Issue #27

The Stress Test: How to Break Your AI System on Purpose So It Never Breaks by Accident

The AI Playbook 15 min read 3 prompts
← Issue #26: The Observatory

Your system runs every day. The Observatory says GREEN. Components healthy. Outcomes tracking. You start to trust it.

Then one morning your primary data source returns empty. Or your LLM provider has a 4-hour outage. Or someone pushes a config change that silently flips a threshold. And your beautiful autonomous system produces garbage — confidently, automatically, at scale.

You did not know it could break that way because you never tested it.

Netflix runs Chaos Monkey — it randomly kills production servers to prove the system survives.

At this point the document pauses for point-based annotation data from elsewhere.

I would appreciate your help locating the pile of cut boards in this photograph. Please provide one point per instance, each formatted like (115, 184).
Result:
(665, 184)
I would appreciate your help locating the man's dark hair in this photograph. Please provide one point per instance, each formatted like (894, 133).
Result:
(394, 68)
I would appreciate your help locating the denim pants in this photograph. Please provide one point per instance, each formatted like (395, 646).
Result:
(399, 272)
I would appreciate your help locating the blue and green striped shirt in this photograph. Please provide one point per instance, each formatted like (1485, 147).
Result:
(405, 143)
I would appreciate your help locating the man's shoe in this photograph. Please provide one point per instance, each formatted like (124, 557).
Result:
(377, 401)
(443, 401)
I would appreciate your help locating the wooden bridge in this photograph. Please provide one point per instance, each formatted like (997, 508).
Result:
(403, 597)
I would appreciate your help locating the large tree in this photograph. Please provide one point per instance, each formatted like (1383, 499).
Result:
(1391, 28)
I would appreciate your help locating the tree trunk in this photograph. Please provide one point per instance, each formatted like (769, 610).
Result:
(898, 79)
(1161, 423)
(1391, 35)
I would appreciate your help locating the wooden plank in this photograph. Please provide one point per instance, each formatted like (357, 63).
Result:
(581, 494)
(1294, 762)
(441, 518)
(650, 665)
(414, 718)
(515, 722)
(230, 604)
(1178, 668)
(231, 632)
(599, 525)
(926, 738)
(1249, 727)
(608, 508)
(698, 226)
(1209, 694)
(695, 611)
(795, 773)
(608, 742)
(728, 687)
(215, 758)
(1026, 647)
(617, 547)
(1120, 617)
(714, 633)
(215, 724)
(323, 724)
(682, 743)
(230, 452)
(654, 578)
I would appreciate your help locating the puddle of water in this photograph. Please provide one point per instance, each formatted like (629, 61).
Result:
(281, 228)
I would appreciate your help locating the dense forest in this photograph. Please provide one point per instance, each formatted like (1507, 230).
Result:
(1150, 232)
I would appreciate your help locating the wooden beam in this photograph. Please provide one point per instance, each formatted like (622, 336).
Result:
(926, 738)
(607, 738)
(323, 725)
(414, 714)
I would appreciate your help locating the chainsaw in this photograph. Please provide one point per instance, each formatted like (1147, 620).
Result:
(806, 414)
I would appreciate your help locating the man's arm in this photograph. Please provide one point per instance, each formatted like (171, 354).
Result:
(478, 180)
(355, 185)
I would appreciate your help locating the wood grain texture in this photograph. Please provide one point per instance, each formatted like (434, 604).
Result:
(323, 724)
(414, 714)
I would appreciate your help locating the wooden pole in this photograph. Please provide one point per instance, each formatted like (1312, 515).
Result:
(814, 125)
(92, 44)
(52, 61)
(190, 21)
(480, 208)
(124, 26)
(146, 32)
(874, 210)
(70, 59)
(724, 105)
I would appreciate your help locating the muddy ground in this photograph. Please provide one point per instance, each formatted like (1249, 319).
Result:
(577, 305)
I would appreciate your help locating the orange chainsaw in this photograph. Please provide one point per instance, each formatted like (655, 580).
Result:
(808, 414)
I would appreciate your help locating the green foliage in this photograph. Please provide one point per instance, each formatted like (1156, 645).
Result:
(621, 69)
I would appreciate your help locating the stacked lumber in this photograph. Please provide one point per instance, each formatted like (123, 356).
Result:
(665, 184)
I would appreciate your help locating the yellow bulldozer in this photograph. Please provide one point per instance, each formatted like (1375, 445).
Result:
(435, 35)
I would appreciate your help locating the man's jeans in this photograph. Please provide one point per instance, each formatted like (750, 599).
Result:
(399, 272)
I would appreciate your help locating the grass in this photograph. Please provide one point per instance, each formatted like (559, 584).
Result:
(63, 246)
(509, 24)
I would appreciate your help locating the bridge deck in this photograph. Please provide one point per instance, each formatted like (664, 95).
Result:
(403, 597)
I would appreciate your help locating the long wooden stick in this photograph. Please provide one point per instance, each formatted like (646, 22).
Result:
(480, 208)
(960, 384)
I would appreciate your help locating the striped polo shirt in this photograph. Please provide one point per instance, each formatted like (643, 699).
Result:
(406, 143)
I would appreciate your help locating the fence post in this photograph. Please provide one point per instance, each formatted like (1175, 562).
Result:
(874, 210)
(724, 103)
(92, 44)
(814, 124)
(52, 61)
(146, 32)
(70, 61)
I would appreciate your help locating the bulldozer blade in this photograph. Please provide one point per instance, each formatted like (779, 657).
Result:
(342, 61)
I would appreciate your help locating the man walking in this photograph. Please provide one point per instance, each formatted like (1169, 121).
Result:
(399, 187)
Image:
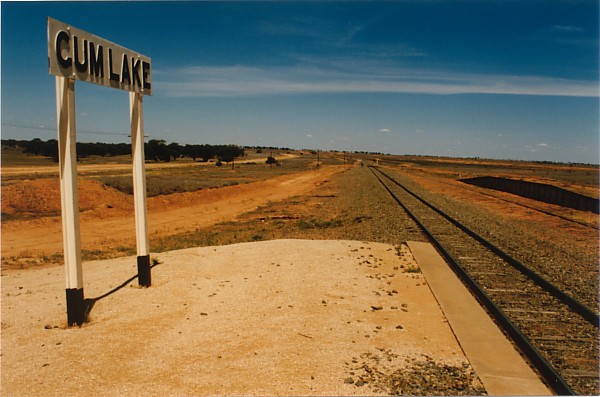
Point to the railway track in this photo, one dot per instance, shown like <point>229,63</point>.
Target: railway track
<point>557,333</point>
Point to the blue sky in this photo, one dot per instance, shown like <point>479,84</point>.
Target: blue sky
<point>495,79</point>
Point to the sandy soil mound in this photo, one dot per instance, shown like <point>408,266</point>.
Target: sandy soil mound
<point>287,317</point>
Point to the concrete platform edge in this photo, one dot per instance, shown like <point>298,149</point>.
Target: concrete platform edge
<point>500,367</point>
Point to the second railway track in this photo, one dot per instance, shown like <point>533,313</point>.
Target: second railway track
<point>558,334</point>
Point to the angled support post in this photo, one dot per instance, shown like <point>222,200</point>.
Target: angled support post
<point>139,189</point>
<point>67,156</point>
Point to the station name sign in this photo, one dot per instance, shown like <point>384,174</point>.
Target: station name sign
<point>76,54</point>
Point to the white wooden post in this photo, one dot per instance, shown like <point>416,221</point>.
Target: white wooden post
<point>65,119</point>
<point>139,188</point>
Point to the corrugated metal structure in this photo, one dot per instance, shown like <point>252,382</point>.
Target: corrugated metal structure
<point>537,191</point>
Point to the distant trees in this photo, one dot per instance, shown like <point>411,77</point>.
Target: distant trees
<point>155,150</point>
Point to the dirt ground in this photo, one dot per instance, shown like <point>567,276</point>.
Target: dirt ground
<point>285,317</point>
<point>107,220</point>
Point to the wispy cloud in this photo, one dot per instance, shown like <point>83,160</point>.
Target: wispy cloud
<point>244,81</point>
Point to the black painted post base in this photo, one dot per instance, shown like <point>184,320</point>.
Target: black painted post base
<point>76,307</point>
<point>144,277</point>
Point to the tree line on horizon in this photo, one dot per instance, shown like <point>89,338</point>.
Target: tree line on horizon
<point>154,150</point>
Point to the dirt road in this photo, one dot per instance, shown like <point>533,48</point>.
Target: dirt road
<point>107,220</point>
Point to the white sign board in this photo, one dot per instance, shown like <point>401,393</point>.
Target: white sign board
<point>78,55</point>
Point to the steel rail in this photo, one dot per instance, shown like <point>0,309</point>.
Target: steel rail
<point>578,307</point>
<point>546,370</point>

Google runs DiRT (Disaster Recovery Testing) — it simulates entire datacenter failures. These companies do not test because they are paranoid. They test because the only systems you can trust are the ones you have tried to break.

This issue gives you three prompts that build a chaos engineering practice for your AI system. Not theoretical. Not a framework diagram. Actual tests you can run this week that will find the failures hiding in your system right now.


The Five Failure Modes

Every AI system breaks in one of five ways. Your stress tests must cover all five.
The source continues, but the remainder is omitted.